中林 頼もしいです。今季の日体大戦では前半になかなか点が取れず互角の勝負だったのですが、その時でさえも後ろで守っている選手はみんな「いつか決めてくれるだろう」と思っていたはずです。

――「必死に守っているのに何で決めてくれないんだ!」と感じるような展開は全くないということでしょうか

中林 ないとは言いません。

一同 (笑)。

中林 ないとは言いませんが、最終的には絶対決めてくれると思っています。まあたまにディフェンス時間がすごく長いときっていうのはあるんですよ。「あー、またディフェンスかー!」って(笑)。

服部 オフェンスになったと思いきや、「あー、またボール来たよー!」って(笑)。

中林 それでも決めてくれると思っています。

それぞれの役割

選手として、そして主務としてもチームを盛り上げるDF長谷川

――3人の中では4年生の長谷川選手が先輩、3年生の中林選手、服部選手が後輩ということになりますが、長谷川選手から見てお二人はどんな後輩でしょうか

長谷川 いやー、何て言おうかなー(笑)。まあ正直言って頼もしいですよ。二人とも代表ですし。下級生から上級生に向かって発信していくのって難しいと思いますけど、この二人は先輩にもしっかり言うべきことを言ってくれます。今後もこの二人は欠かせない存在だと思うので、共にがんばっていきましょう。

中林・服部 (笑)。

長谷川 …としか言えないですよねー(笑)。

――長谷川選手自身、時には後輩と言い合うようなこともあるのでしょうか

長谷川 基本的に…ないです(笑)。

中林 たしかにないですね。

服部 そういう事を思っていたとしても他の人が先に言っちゃうと思います。

長谷川 まあまあまあ、俺からはないね。そういう時は主将の左官だったりオフェンスリーダーの(柳田)諒だったりがリーダーシップを発揮してくれています。 最近は3年生が2年生に「お前らそんなんで良いのか」みたいに言うことがあるけど…来季を意識しちゃっているのかな?

服部 それは今季の立場上ですよ(笑)。

長谷川 みんなが同じ役職ではチームは回らないので、こうやってそれぞれが役割を果たしてくれることはありがたいですね。

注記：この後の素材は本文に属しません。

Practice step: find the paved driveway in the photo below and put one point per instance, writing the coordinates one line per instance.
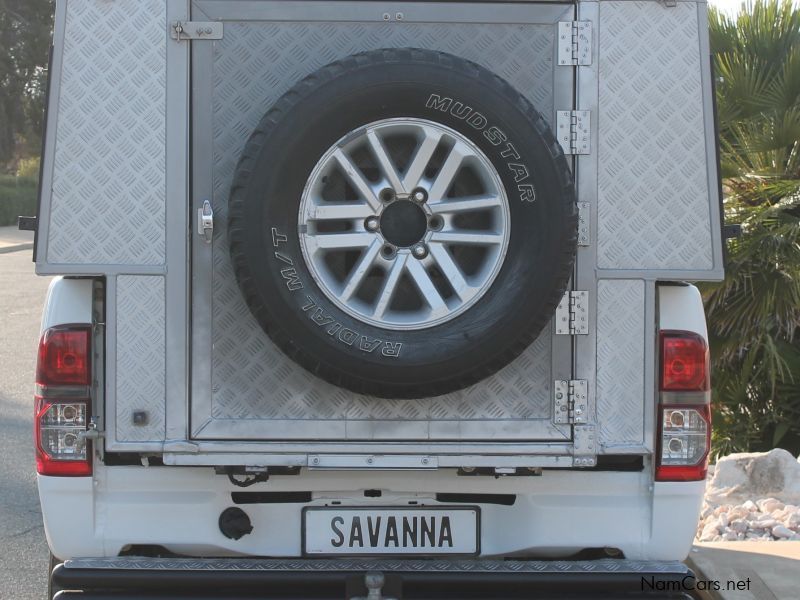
(23, 550)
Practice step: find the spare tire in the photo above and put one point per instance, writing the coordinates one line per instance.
(402, 223)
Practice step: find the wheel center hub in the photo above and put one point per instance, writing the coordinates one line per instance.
(403, 223)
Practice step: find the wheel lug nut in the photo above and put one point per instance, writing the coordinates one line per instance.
(435, 223)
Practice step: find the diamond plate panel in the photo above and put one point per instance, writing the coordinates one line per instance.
(620, 361)
(245, 362)
(141, 355)
(110, 144)
(653, 208)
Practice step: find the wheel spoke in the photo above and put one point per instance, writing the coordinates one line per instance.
(423, 155)
(451, 271)
(467, 238)
(360, 271)
(385, 163)
(385, 241)
(342, 241)
(357, 179)
(447, 173)
(465, 204)
(339, 212)
(426, 287)
(389, 286)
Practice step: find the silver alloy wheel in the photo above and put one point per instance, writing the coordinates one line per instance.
(404, 223)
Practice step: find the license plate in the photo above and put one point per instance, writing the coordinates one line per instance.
(386, 531)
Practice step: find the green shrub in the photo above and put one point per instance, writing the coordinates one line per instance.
(754, 315)
(17, 197)
(28, 167)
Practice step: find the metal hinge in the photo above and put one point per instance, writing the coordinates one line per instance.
(205, 221)
(571, 401)
(574, 43)
(195, 30)
(572, 314)
(573, 129)
(584, 446)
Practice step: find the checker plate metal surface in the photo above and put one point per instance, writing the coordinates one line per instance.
(620, 361)
(110, 142)
(251, 378)
(141, 353)
(372, 564)
(653, 196)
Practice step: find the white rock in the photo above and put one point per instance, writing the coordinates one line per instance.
(769, 475)
(764, 524)
(770, 505)
(739, 525)
(780, 531)
(709, 533)
(738, 512)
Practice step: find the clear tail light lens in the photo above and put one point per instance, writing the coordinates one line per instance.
(684, 410)
(684, 443)
(62, 409)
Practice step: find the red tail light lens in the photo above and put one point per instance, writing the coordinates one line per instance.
(62, 410)
(64, 357)
(684, 362)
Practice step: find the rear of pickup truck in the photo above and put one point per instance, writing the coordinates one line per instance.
(366, 299)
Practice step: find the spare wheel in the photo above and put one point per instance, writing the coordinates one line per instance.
(402, 223)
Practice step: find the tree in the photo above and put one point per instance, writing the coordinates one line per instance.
(754, 315)
(25, 32)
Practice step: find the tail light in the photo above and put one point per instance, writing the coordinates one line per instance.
(61, 417)
(684, 412)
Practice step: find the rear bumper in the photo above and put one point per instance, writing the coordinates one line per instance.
(552, 516)
(345, 578)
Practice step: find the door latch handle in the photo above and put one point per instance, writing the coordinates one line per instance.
(205, 221)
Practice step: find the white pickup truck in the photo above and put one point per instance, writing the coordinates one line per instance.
(372, 299)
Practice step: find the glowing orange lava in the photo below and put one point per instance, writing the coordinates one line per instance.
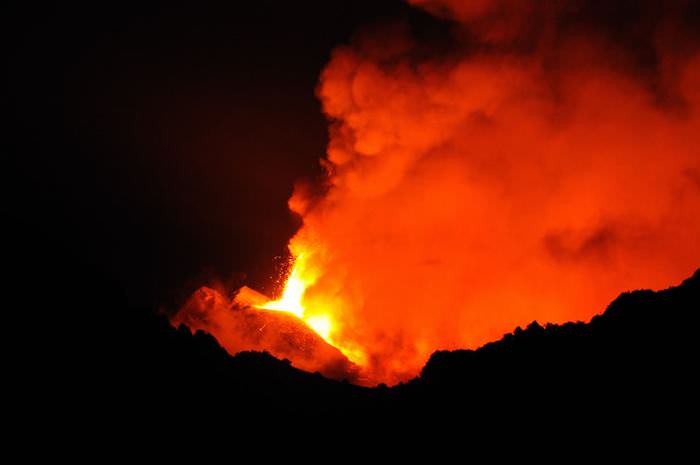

――では反対に、先輩としての長谷川さんのエピソードは何かありますか

中林 お金の話にはなってしまうんですが、やんさんには一緒に銭湯に行ったときにおごってもらいましたね。左官さんと谷嶋(MF谷嶋悠大、政経3=神奈川・桐蔭学園)で行ったんですよ。

服部 まじかー!いいなあ。

中林 東大五月祭の試合の後ですかね。「あー疲れた」ってなってるところを左官さんに誘ってもらって、4人で行ったんですよ。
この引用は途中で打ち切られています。